If this lot go out on electrical jobs and have to test whether a circuit is energized or not, I sure hope they can get the right answer a greater proportion of times than that!
Paul/Lyle, The unfortunate thing about this whole thing, is the fact that some experienced, well trained person, is going to be killed, eventually, by some-one (a trainee), that is not going to know the difference of Isolation and Re-commissioning. Who would you blame?. Just as an aside, do your apprentices go straight to Training, before the apprentice starts an apprenticeship, as they do over here?.
C-H, Generally,these days schools over here, are starting to listen to Industry, who are saying that they want trainees that know the basics of Electricity, Electronics and Workplace Safety. You still have to have at least 3 years of Secondary School Education to Qualify as an Electrical worker over here. We now have a "Competence-Based" training system, which would take years to explain clearly, but basically, what it means, is that trainees who have more common-sense and iniative(sp?), will do better and will pass through the training than, say someone who can't even add 1+1 to get 2. Normally the choice is made at school, these days, as to what the said student wants to do, whereas when I left school, the decision was made afterwards, and you took what you were told to take. My mother nearly fainted, when I told her I was going to be a Fire-Fighter!.
Well, I'm one of the fortunate few (having wired my own extension cords since the age of 5 or 6); and indeed ironically seem to be way more of an engineer than many of the newbies put in charge of recent standards amendments (which often end up taking costly and ineffective "shotgun" approaches, to problems that could be fixed properly at lower cost with a better understanding). The original standards themselves, developed from the beginning into the 1980s, were generally much better thought-out from what I've gathered; and of course the biggest dangers are from junk which meets no standard.
Here's hoping that at least a few people will follow my example, so simple items can be held to the same high standards as more complex technology (and therefore become as trouble-free as they rightfully should be).

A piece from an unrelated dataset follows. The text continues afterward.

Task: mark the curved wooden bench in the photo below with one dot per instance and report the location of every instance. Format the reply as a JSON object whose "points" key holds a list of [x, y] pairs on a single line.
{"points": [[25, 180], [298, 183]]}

So next time you get a student in electrical class who decides that 240V into 10 ohms gives 2 amps, don't tell him he's wrong, just say he has "a unique perspective on the problem" so as not to cause him the terrible humiliation of getting his sums wrong.
And given the Dumbplex heater as included in my recalls thread, it looks like pauluk called it there. By now it's a wonder that anything basic ever gets done well...
I should really wish that electricians learned more about how things work.
I will not in any way claim that my temporaily solution for the broken pressostat on my water pump is safe, but it works and nobody else is close to it. Hopfully the new pressostat is arriving soon, even when I have to use another type than the original.
A plastic bottle expands with the pressure, and hits the switch :-)
If the moderator has a better place for this in the forum, pleas move it.